[llvm] [LSR] Account for hardware loop instructions (PR #147958)
via llvm-commits
llvm-commits at lists.llvm.org
Thu Jul 10 06:18:08 PDT 2025
llvmbot wrote:
<!--LLVM PR SUMMARY COMMENT-->
@llvm/pr-subscribers-llvm-transforms
Author: John Brawn (john-brawn-arm)
<details>
<summary>Changes</summary>
A hardware loop instruction combines a subtract, compare with zero, and branch.

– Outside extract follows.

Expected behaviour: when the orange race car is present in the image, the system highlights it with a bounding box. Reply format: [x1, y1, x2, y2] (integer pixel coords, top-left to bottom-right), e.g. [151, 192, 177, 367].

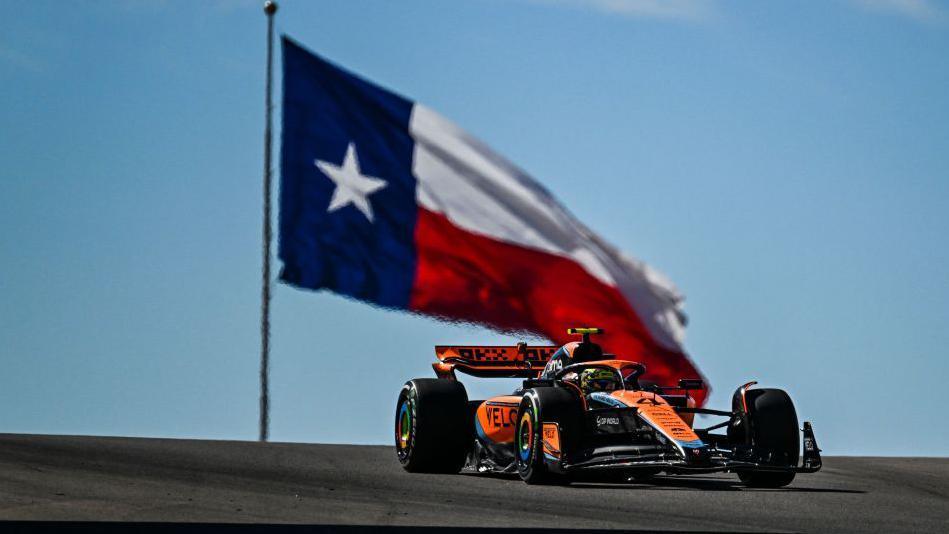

We currently account for the compare and branch being combined into one in Cost::RateFormula, as part of more general handling for compare-branch-zero, but don't account for the subtract, leading to suboptimal decisions in some cases.
Fix this in Cost::RateRegister by noticing when we have such a subtract and discounting the AddRecCost in such a case.
---
Patch is 22.89 KiB, truncated to 20.00 KiB below, full version: https://github.com/llvm/llvm-project/pull/147958.diff
3 Files Affected:
- (modified) llvm/lib/Transforms/Scalar/LoopStrengthReduce.cpp (+50-19)
- (added) llvm/test/CodeGen/Thumb2/LowOverheadLoops/lsr-le-cost.ll (+300)
- (modified) llvm/test/CodeGen/Thumb2/LowOverheadLoops/sibling-loops.ll (+27-22)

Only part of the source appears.